That would mean the images were very likely being sent to Ryder’s personal electronic superpower, an electronic analyst genius at the FBI who also happened to be his wife.

Sabrina would be pulling out all the stops to confirm as much as possible before sending in agents.

Tanner hung back as Margaux and Nick approached the building.

Nick spoke softly, asking, “Alarm status?”

Dingo’s voice came right back. “All clear, mate.”

If the alarm had been reset once everyone was inside as a security measure, Dingo had just disarmed it.

Nick moved silently up the metal steps to the rear door of the warehouse and went to work on the lock while Margaux covered his back.

When his hand touched her shoulder, she turned to enter a dark space that would be impossible to navigate without night vision gear.
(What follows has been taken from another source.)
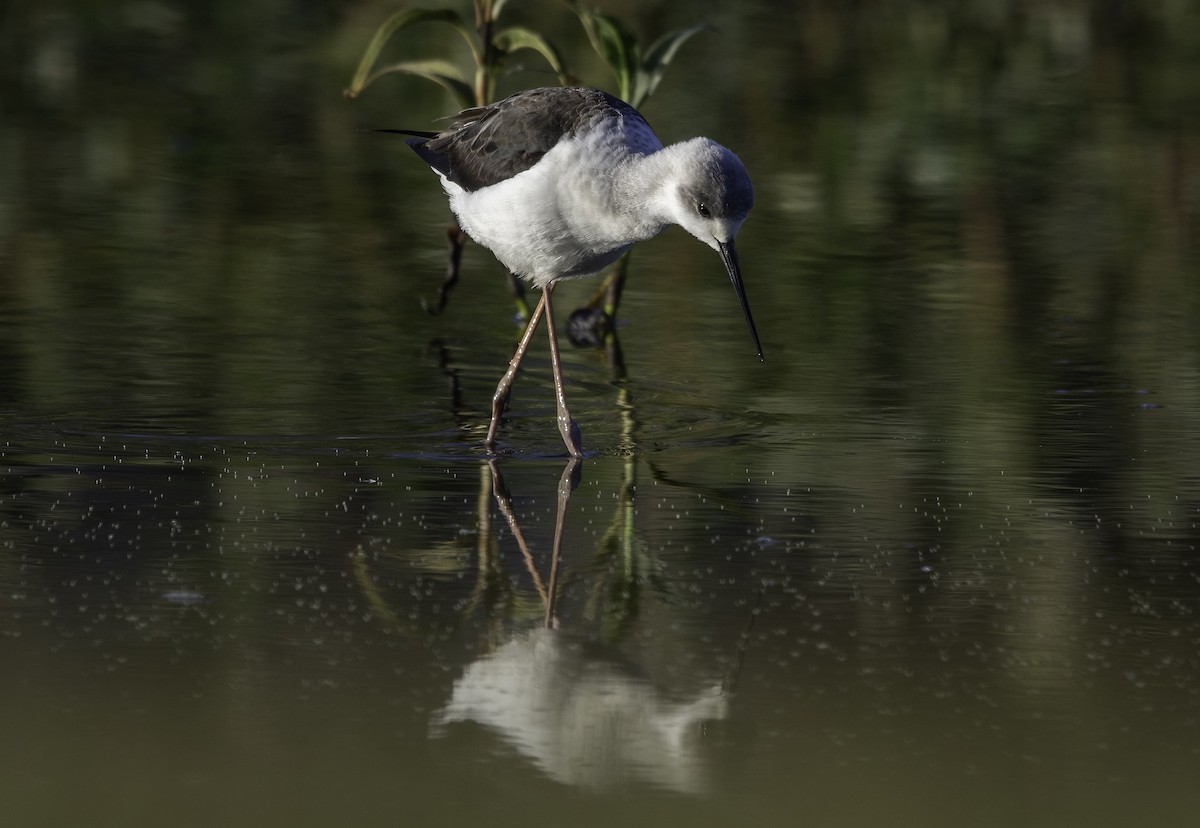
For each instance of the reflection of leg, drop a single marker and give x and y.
(567, 485)
(567, 426)
(504, 501)
(505, 387)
She took the lead, weaving her way with soft steps around forklifts and pallets stacked with merchandise covered in plastic wrap.
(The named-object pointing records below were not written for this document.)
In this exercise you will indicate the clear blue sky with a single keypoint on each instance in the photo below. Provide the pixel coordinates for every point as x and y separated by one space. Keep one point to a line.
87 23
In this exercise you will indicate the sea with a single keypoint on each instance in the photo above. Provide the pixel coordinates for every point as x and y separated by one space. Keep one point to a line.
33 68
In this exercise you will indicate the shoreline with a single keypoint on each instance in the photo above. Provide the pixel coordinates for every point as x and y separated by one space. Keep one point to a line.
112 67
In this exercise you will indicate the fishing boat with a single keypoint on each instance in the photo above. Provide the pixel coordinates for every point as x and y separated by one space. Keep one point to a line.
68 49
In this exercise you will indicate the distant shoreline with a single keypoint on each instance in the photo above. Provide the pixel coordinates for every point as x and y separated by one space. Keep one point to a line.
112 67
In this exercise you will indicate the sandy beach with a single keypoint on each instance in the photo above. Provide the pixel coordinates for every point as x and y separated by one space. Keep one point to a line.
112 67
She stopped at the corner of tall metal shelving lined up in rows. A mirror set of towering gray structures loaded with inventory ran along the other side of the building, creating a wide walkway down the center.

There was enough space for two forklifts with eight-foot-wide loads to easily pass each other.  
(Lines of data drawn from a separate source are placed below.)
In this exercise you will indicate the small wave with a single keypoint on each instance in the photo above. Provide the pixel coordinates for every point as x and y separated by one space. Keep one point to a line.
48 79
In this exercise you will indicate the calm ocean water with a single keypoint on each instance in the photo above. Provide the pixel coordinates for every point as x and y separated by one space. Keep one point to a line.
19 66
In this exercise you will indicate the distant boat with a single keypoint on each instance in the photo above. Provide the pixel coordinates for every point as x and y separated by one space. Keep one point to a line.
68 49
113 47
Or for two men to meet in the center of the building sixty feet away and discuss destroying parts of this city. A single mercury vapor light glowed bluish-white overhead, leaving the rest of the warehouse in pitch dark.

Nick eased forward and peeked over her shoulder. A guard stood two strides behind each respective boss.

Margaux assessed the room. Lots of metal angles for bullets to ricochet against.

But there were only two exits.

Dread clawed along her neck. Why?

This felt rushed, which couldn’t be helped since there was no way to plan for when intel would arrive. Besides, this was what Slye Temp excelled at—moving on a hot tip without red tape, then fading into the shadows so alphabet agencies took the credit.

And taking on missions that stopped powerful criminals.

Margaux’s snitch had given her pieces of intel that alluded to the Banker making the payoff tonight. But not enough information to say for sure.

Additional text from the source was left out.